Pendant longtemps les achats responsables dans le domaine public n’étaient pas ou peu encadrés et les acheteurs étaient frileux devant le risque d’invalidation en commission.
Quel que soit le statut de l’acheteur (acheteur professionnel ou personnes exerçant d’autres fonctions), des formations sur les achats publics responsables se développent.

Si la règle d’or de l’achat public qui veut que la demande soit cohérente avec l’offre doit absolument être respectée pour la mise en concurrence, le code des marchés publics et autres lois facilitent maintenant la mise en œuvre des critères sociaux, sociétaux, environnementaux et éthiques.

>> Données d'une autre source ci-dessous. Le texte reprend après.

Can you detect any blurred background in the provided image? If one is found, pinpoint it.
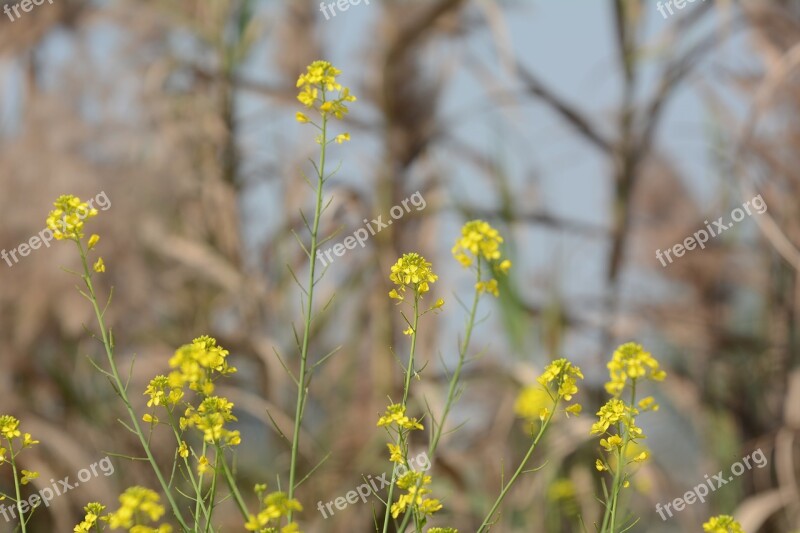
[0,0,800,533]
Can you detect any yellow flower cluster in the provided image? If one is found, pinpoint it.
[144,376,183,407]
[389,253,444,303]
[0,415,39,485]
[703,514,744,533]
[378,403,423,429]
[606,342,667,397]
[452,220,511,296]
[244,484,303,533]
[180,396,242,446]
[391,470,442,518]
[104,487,172,533]
[169,335,236,396]
[47,194,97,242]
[72,502,108,533]
[296,61,356,122]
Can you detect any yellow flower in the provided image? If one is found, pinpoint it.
[378,403,423,429]
[703,515,744,533]
[389,253,439,301]
[108,487,172,533]
[72,502,106,533]
[386,443,403,463]
[606,342,667,397]
[19,470,39,485]
[452,220,511,266]
[296,61,356,122]
[47,194,97,241]
[0,415,20,440]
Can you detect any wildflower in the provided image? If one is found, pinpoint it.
[378,403,423,429]
[703,514,744,533]
[19,470,39,485]
[391,470,442,518]
[537,358,583,401]
[386,443,403,464]
[0,415,20,440]
[296,61,356,122]
[168,335,236,396]
[181,396,242,446]
[47,194,97,241]
[72,502,106,533]
[389,253,439,301]
[108,487,172,533]
[244,486,303,533]
[606,342,667,397]
[144,375,183,407]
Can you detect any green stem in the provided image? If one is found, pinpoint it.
[6,439,26,533]
[214,443,250,521]
[400,256,482,531]
[383,289,419,533]
[477,399,559,533]
[75,239,191,531]
[288,110,328,522]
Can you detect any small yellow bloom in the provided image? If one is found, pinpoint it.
[19,470,39,485]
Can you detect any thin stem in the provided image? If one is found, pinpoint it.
[75,239,191,531]
[477,398,559,533]
[288,109,328,522]
[383,290,419,533]
[6,439,26,533]
[400,256,483,531]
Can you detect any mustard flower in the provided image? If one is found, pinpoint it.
[378,403,423,429]
[703,514,744,533]
[180,396,242,446]
[72,502,106,533]
[144,375,183,407]
[168,335,236,396]
[47,194,97,242]
[605,342,667,397]
[391,470,442,518]
[296,61,356,123]
[107,487,172,533]
[19,470,39,485]
[389,253,439,301]
[244,485,303,533]
[0,415,21,440]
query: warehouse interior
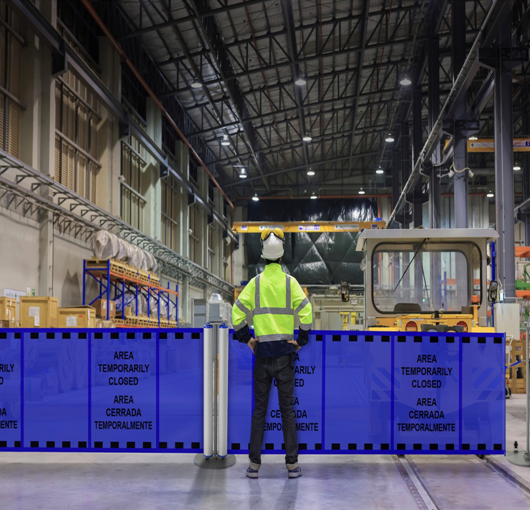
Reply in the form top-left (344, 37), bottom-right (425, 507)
top-left (0, 0), bottom-right (530, 510)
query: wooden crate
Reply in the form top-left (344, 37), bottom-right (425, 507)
top-left (20, 296), bottom-right (59, 328)
top-left (148, 273), bottom-right (160, 287)
top-left (136, 269), bottom-right (149, 283)
top-left (0, 296), bottom-right (17, 322)
top-left (59, 305), bottom-right (96, 328)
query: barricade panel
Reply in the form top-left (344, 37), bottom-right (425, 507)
top-left (22, 330), bottom-right (89, 450)
top-left (158, 329), bottom-right (203, 452)
top-left (0, 328), bottom-right (505, 454)
top-left (324, 331), bottom-right (392, 453)
top-left (228, 331), bottom-right (254, 453)
top-left (461, 334), bottom-right (506, 454)
top-left (0, 329), bottom-right (24, 448)
top-left (394, 334), bottom-right (460, 454)
top-left (90, 331), bottom-right (157, 450)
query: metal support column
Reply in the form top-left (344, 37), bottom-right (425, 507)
top-left (411, 87), bottom-right (423, 228)
top-left (428, 27), bottom-right (441, 228)
top-left (494, 18), bottom-right (515, 303)
top-left (523, 156), bottom-right (530, 246)
top-left (392, 149), bottom-right (401, 228)
top-left (400, 122), bottom-right (412, 228)
top-left (410, 86), bottom-right (423, 308)
top-left (451, 0), bottom-right (468, 228)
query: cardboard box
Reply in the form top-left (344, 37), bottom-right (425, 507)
top-left (0, 297), bottom-right (17, 322)
top-left (59, 306), bottom-right (96, 328)
top-left (96, 319), bottom-right (116, 329)
top-left (20, 296), bottom-right (59, 328)
top-left (92, 299), bottom-right (116, 320)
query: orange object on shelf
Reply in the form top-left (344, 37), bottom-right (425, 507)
top-left (515, 246), bottom-right (530, 259)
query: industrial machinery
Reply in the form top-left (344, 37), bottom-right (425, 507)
top-left (357, 229), bottom-right (498, 332)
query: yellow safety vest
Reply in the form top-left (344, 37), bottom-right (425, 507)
top-left (232, 264), bottom-right (313, 342)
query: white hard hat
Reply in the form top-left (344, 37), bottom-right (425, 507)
top-left (261, 232), bottom-right (284, 260)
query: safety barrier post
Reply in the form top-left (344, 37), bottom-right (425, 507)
top-left (195, 322), bottom-right (236, 469)
top-left (202, 323), bottom-right (212, 457)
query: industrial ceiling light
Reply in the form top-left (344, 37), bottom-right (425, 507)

Je dresse ici la liste de ces textes:

  -  Article 6 de la charte de l’environnement présente dans la constitution depuis 2005: « Les politiques publiques doivent promouvoir un développement durable. À cet effet, elles concilient la protection et la mise en valeur de l’environnement, le développement économique et le progrès social » ;


- Loi de lutte contre l’exclusion (1998) et loi de cohésion sociale (2005) ;


- Directive européenne sur les procédures de passation des marchés publics (2004) ;


- Code des marchés publics (2006) –
  • Art.5 : obligation de s’interroger sur la définition des besoins en fonction des questions de Développement Durable ;
  • Art.10 : le marché global est une exception, l’allotissement est privilégié notamment pour privilégier l’accès au marché par les PME (développement économique) ;
  • Art.6 : possibilité de faire référence à des normes et performances incluant la question environnementale (notamment ecolabels et équivalents) ;
  • Art.14 : conditions d’exécution des marchés respectueuses de l’environnement. Possibilité d’imposer la réalisation d’heures de travail d’insertion et d’exiger le respect des conventions fondamentales de l’OIT ;
  • Art.15 : autorisation de réservation de lots aux EA (entreprises adaptées) et ESAT (établissements et services d’aide par le travail) ;
  • Art 30: marchés passées « en procédure adaptée » avec pour objet l’insertion ;
  • Art.45 : possibilité de demander des certificats EMAS ;
  • Art.53 : critères d’attribution incluant la possibilité de pondérer la protection de l’environnement et le coût global d’utilisation (notamment fin de vie). Possibilité de critères sur la qualité de l’action d’insertion (en lien avec l’article 14).

Attention : le code des marchés interdit de placer la commande locale comme argument de sélection. Ceci même si celle-ci a des vertus en termes d'impact environnemental (émissions de gaz à effet de serre notamment) ou économique (développement territorial).

Autres éléments ayant trait à la dimension éthique : les obligations de transparence de la publicité et le respect des délais de paiement.